Adding to the extra cool factor, trailblazing model Halima Aden is the face of the brand.
2. Beauty Bakerie
Everything about Beauty Bakerie is truly adorable: it has pink packaging and names in-keeping with the baking theme, including palettes called ‘Brownie Bar’ and ‘Proof is in the Pudding’. Even though it’s cutesy, don’t underestimate Beauty Bakerie’s products, which are known for their easy application and staying power.
Founder Cashmere Nicole has spoken out about the struggles of setting up a business as a minority. She told Refinery29 in 2018: “I’ve learned that being black and running an indie brand is extremely tough. As a child, I remember hearing that you have to work twice as hard when you’re black — and now I know that it’s true.”
3. Fenty Beauty
Fenty Beauty needs little introduction: Rihanna’s make-up brand turned the industry on its head in 2017 by introducing an almost unheard of range of foundation shades. Since the beginning, Fenty Beauty has championed inclusivity and diversity.
On June 2, the brand said it won’t conduct any business as part of Blackout Tuesday, saying: “This is not a day off. This is a day to reflect and find ways to make real change.”
4. Pat MacGrath Labs
Pat MacGrath is one of the most respected make-up artists in the industry, which means her eponymous beauty brand is the best way to get the catwalk-ready look at home.
If you needed any more encouragement to buy MacGrath’s products, none other than Naomi Campbell was recently announced as the brand’s face.
5. The Afro Hair and Skin Co
Ibi Meier-Oruitemeka set up The Afro Hair and Skin Co to give black women the option of all-natural skin and haircare. There’s an emphasis on green and clean beauty, with everything handmade on the English coast.

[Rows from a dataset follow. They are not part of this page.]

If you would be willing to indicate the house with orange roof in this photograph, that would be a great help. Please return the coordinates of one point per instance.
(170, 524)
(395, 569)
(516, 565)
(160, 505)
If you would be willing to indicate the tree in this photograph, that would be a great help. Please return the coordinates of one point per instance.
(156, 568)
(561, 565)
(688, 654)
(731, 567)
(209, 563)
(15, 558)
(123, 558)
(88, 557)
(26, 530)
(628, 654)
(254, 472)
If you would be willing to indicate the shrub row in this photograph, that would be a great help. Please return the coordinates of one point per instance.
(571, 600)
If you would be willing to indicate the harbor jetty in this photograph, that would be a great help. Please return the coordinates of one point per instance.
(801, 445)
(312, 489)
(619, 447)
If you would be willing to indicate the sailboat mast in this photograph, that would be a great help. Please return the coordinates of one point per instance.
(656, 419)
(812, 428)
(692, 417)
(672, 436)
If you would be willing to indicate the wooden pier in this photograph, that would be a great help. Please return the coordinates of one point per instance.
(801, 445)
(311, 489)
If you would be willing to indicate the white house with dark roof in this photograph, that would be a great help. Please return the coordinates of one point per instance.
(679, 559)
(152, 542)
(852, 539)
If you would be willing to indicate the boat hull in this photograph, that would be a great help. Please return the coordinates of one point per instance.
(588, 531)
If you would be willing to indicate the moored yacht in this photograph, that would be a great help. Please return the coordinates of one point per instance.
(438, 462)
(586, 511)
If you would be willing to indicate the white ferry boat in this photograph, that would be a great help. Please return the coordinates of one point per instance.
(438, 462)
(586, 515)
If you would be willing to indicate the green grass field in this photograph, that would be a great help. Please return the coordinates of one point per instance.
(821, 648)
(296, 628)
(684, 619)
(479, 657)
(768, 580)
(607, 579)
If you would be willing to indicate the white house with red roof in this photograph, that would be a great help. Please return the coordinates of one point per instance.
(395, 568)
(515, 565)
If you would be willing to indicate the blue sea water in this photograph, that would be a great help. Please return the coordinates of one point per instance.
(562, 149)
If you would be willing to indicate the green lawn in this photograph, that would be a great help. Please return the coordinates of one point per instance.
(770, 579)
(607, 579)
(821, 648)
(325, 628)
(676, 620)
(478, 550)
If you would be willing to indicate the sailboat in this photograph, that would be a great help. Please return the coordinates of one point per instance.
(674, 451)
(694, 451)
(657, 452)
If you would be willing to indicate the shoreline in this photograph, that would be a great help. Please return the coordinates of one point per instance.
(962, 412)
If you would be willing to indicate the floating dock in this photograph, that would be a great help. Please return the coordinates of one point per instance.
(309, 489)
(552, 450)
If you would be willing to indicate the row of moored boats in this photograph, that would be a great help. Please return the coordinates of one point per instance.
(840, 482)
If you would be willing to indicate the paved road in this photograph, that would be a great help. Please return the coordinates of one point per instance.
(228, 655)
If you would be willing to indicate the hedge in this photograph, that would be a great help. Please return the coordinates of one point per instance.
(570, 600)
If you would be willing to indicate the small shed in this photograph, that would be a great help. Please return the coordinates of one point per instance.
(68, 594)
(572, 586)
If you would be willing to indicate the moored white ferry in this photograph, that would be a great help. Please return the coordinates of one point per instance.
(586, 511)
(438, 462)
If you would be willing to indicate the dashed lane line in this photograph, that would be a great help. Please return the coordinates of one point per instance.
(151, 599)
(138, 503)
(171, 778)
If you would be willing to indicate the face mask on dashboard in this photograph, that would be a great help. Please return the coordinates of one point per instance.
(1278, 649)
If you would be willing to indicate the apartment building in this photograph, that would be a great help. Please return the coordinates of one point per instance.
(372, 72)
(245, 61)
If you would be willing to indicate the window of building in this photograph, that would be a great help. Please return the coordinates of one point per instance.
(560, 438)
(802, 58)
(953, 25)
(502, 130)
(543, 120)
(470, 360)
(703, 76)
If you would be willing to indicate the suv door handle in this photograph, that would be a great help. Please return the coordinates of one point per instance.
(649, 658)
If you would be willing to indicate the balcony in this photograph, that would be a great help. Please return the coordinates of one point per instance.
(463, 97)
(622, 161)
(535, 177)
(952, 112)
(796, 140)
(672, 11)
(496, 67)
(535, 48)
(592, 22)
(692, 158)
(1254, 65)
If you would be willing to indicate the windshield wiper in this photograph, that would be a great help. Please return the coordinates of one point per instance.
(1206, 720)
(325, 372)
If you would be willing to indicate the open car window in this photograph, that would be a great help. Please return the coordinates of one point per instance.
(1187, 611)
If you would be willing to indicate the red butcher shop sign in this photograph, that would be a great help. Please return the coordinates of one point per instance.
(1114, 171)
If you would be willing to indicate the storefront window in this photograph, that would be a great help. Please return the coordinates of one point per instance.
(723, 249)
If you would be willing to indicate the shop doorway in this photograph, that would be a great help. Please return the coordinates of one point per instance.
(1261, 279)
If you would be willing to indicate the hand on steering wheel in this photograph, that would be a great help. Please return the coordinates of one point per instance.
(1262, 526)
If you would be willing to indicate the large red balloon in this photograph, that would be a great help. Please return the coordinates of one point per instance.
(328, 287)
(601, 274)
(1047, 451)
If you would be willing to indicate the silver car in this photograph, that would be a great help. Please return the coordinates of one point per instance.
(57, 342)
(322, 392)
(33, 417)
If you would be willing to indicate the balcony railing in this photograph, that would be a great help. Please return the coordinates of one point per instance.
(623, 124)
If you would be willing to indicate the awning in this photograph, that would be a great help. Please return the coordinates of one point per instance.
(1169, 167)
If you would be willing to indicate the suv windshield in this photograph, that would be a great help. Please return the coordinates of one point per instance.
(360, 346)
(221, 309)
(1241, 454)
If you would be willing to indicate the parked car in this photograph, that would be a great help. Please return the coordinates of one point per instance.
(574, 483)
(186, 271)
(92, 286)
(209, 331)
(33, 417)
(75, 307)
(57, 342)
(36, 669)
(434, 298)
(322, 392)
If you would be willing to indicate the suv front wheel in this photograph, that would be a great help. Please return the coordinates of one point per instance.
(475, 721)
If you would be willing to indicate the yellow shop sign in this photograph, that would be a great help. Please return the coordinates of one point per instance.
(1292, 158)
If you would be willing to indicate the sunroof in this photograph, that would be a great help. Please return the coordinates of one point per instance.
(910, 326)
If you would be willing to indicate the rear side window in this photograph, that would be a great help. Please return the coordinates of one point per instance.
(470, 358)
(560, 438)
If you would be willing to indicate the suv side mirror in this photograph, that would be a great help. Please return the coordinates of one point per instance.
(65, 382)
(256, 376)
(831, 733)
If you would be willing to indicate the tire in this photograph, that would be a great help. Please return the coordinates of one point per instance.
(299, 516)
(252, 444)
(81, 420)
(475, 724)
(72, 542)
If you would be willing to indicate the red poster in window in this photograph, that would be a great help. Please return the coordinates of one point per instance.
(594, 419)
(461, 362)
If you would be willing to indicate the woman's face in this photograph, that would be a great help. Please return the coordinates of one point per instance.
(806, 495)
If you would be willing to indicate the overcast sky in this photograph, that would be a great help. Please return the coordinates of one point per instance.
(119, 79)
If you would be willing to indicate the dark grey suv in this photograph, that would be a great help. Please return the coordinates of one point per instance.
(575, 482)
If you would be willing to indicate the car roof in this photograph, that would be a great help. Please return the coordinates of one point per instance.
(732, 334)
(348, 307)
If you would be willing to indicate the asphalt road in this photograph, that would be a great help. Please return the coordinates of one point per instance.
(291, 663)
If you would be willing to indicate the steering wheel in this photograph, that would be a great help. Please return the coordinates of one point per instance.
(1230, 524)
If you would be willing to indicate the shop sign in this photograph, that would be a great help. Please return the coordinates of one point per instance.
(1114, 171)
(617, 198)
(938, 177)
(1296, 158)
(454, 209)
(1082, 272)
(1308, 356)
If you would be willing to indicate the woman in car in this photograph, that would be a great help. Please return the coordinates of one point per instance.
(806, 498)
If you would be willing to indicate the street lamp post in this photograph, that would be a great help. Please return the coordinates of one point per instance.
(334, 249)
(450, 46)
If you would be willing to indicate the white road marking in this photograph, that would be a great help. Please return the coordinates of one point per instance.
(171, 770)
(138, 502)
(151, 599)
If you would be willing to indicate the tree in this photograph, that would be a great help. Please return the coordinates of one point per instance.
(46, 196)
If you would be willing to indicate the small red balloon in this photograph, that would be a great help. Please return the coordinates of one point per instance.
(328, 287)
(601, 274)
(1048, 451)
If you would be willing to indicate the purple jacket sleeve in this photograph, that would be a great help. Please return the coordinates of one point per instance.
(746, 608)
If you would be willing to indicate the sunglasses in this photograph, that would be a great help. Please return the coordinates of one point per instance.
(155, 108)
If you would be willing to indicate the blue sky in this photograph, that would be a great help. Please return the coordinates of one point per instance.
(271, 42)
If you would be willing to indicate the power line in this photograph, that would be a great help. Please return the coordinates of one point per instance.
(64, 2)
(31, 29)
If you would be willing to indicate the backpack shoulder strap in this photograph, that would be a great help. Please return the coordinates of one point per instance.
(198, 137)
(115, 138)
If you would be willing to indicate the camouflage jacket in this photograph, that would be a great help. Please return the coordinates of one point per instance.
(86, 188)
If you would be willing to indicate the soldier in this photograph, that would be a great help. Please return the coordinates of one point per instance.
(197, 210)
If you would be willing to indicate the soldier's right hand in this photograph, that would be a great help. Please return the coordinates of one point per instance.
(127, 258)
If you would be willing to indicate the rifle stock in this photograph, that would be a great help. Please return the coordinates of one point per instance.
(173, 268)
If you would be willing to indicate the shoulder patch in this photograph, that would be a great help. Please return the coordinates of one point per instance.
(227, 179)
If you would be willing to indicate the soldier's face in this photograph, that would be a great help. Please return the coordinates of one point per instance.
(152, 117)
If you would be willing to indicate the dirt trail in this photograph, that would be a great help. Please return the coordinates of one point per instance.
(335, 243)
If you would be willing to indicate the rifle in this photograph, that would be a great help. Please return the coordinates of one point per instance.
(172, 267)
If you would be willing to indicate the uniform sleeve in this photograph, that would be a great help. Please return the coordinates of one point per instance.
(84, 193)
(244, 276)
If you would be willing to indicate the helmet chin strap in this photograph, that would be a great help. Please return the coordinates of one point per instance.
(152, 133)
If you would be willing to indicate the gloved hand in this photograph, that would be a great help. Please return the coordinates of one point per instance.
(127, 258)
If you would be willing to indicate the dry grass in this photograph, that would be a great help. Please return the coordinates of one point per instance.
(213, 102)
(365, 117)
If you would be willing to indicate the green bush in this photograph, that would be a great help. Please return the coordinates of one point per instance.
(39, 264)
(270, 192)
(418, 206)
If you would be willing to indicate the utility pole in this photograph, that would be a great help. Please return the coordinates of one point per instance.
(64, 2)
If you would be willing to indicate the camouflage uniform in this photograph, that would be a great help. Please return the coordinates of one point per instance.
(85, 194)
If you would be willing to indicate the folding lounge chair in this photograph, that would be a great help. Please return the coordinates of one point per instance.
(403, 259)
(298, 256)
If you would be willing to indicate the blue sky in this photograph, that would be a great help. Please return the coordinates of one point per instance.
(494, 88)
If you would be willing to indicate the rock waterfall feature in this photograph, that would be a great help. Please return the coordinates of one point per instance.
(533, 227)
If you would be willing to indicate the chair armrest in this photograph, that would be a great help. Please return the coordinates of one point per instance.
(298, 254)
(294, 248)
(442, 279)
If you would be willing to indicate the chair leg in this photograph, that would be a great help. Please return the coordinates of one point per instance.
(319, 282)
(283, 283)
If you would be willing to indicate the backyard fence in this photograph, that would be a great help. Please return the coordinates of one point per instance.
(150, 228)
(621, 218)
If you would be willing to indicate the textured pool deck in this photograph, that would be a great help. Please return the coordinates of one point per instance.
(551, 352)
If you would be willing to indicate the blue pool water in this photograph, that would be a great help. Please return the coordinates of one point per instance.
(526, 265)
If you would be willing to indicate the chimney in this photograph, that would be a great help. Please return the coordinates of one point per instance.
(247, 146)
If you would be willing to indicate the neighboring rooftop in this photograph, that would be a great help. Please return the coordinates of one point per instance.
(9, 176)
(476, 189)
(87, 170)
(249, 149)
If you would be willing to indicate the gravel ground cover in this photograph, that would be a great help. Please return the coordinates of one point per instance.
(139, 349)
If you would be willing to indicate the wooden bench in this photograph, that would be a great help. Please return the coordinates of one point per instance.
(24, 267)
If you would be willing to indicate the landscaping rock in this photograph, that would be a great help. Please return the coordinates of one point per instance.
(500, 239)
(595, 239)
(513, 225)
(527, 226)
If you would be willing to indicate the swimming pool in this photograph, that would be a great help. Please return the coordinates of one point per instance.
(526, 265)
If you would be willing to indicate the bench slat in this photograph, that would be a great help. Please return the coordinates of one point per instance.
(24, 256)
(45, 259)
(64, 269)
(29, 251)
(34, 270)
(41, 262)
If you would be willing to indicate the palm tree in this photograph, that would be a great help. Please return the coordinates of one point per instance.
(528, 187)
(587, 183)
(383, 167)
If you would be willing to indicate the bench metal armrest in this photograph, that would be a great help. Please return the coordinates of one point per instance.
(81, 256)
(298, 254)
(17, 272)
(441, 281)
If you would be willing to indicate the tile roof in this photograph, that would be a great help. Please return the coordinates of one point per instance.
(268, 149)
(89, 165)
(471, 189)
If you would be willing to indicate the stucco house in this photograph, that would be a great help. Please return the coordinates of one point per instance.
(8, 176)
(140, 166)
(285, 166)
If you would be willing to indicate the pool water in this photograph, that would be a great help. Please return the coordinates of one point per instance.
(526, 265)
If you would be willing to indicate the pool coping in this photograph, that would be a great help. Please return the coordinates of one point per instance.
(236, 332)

While the products are specifically designed for the needs of Afro skin and hair, anyone can use them – and everyone will love how nourishing the moisturisers and facial oils are.
6. Molewa Skincare
Molewa Skincare also champions natural, eco-friendly and cruelty-free beauty products. Sola Sangowawa-Boua started the brand by making skincare products in her kitchen back in 2008, and since then it’s grown to a much bigger operation – with the same emphasis on natural ingredients. You can purchase products like body butter, soap and face oils from Molewa Skincare.